Plötzlich schiessen sie aus dem Altstadtpflaster und sähen bunte Farbtupfer auf den Kronenplatz - 70 kleine und grosse Fliegenpilze der Kinderkrippe Sunneschyn in Langendorf. «Die Eltern haben abends gebastelt, die Kinder in der Krippe», erzählt Leiterin Verena Roth. Zusehends füllt sich der Platz bis Peter Keller, Ober der Narrenzunft Honolulu, vom «Krone»-Balkon aus die närrische Proklenmazion verliest - und damit das Startsigenal für den Narrenochwuchsumzug gibt. Angeführt von den Jungtambouren sorg die Zunft-Lok Lulo 3 mit der Hilarimusig an Bord für den ersten Höhepunkt.

Am Narrenseil ziehen die historischen Zunftfiguren wie Casanova, der Postheiri, Pfarrer Michel und viele andere mehr Hilarius Immergrün und den Oberschessler durchs Getümmel. Guggen wie die Mamfi, Aarejätter, Guggeschränzer und Wybeeri spielen sich für die grossen Umzüge ein, bereichern aber auch die Farbenpracht des Umzuges. Die schräge Combo di Salsa, die Kindergugge Spriesseli und vor allem die sehr effektvollen Daltons-11-Schränzer mischen lautstark mit. Aber auch ein Trüpplein Ambassadonner oder die Schnitzelbankgruppe Spötterfunkä verstärkt als Jagdgesellschaft auf Bärenhatz sorgen für optischen Mehrwert.

Am Bieltor vorbeigezielt

Acht Nachwuchs-Gruppen haben sich zur Prämierung durch eine Jury der Vereinigten Fasnachtsgesellschaft Solothurn UNO angemeldet. Gleich zwei davon wählen die Ghüderverwertung über das Kehrichtsack-Kostüm: die Jugendarbeit Unterleberberg sowie die Tagesschule Vorstadt. Viel Detailarbeit steckt hinter den Ghüder-Fraueli und -Männli. Mit riesigen Strohhüten und ausgestreckten Armen holen sich dagegen die Bsetzischteibisser Applaus in den dichten Publikumsreihen.

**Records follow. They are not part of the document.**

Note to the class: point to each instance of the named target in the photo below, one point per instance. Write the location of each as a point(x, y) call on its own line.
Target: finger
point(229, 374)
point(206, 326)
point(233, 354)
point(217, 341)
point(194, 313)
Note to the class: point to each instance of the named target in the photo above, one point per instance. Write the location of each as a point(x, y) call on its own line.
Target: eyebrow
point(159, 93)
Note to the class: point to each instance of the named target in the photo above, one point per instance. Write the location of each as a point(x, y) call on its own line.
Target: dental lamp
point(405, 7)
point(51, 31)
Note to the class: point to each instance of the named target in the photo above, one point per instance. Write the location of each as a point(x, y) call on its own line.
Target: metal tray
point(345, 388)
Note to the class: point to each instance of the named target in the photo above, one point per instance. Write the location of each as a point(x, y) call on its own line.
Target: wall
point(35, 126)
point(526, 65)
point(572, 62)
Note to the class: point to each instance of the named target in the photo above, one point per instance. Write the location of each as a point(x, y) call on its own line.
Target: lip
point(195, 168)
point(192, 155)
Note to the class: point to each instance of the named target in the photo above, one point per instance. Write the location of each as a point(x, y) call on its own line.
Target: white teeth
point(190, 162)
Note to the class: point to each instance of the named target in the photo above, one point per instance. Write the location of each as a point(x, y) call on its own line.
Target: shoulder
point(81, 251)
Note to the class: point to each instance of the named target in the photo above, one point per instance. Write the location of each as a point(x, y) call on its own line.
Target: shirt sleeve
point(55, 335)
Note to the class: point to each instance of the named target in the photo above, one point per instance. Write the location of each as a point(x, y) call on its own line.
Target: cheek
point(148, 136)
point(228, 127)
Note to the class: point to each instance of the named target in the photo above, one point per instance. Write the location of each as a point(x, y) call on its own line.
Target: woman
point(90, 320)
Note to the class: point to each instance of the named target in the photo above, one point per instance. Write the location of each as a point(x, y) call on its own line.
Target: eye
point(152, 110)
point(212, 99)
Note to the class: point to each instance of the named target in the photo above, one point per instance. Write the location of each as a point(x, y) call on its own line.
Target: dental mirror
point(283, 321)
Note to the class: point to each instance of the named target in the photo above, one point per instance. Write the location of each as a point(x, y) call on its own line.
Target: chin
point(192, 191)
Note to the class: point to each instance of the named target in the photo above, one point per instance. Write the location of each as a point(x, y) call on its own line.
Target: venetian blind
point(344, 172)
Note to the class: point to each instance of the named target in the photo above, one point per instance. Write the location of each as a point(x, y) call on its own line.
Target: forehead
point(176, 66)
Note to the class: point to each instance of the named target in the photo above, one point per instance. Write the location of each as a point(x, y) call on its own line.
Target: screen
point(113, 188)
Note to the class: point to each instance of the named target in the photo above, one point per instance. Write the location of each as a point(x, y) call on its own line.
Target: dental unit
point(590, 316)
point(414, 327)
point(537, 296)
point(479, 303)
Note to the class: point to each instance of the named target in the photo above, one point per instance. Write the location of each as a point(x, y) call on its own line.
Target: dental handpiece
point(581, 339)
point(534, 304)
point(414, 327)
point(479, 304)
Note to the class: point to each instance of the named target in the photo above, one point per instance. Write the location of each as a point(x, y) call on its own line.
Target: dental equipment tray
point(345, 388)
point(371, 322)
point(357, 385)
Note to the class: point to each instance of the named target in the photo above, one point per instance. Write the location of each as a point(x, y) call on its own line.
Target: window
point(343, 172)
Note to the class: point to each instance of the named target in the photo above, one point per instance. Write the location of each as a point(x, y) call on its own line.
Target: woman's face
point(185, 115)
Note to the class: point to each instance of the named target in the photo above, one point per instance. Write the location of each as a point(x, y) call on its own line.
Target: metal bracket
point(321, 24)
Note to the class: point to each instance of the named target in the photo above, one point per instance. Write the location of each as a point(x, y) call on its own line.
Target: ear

Umzug des Solothurner Narrennachwuchses

Umzug des Solothurner Narrennachwuchses

Die «Notetschauper» sind eindeutig zu identifzieren, während die rotweiss gestreifte Familiengruppe mit dem Süschée «Wo ist Walter?» doch eher für Irritationen sorgt - wer um Himmelswillen ist Walter? Die «Bieutorspränger» aus Günsberg haben mit ihrem Pedalo-Gefährt ein ganz anderes Handicap: Ausgerechnet vor ihrem Objekt der Begierde, dem Bieltor, biegt nämlich der Umzug ab in die Schmiedengasse. Nichts also mit Sprengen...

Und ein Hauch von Venedig

Gäng wie gäng ausser Konkurrenz, aber bereits im Design für den grossen Umzug präsentieren sich die Gassefäger als Gondoliere und venezianische Damen - Kostüme der Extraklasse übrigens, gekrönt von kokett-abweisenden Masken. Damit dürfte die inzwischen 25-jährige Mütter- und Kindergruppe auch am Sonntag und Dienstag viel Applaus einheimsen. Solcher gebührt aber auch der organisierenden Narrenzunft Honolulu und den Tee spendenden Stedtligumslen unten im «Zielgelände» beim Landhaus.

Ein farbenprächtiger, kreativer Corso findet hier zwar sein Ende, doch drinnen ist jetzt die Bahn frei für die grosse Bööggli-Party der Kleinen. Diesen gehört nämlich der Nachmittag des Schmutzigen Donnerstags, ihnen gehört aber auch die Zukunft der Solothurner Fasnacht. Ohne Nachwuchs - das hatten die erwachsenen Zünftler Ende der 70er Jahre erkannt - könnten dereinst Traditionen verloren gehen, die Solothurn für eine Woche zur Fasnachtshochburg machen.

Das ist der Hintergrund des 1980 durch die Narrenzunft Honolulu lancierten Narrenochwuchsumzuges. Auch wenn die Beteiligung am Donnerstag wegen der Sportferien dünner als auch schon war - die Idee dahinter behält ihre Gültigkeit.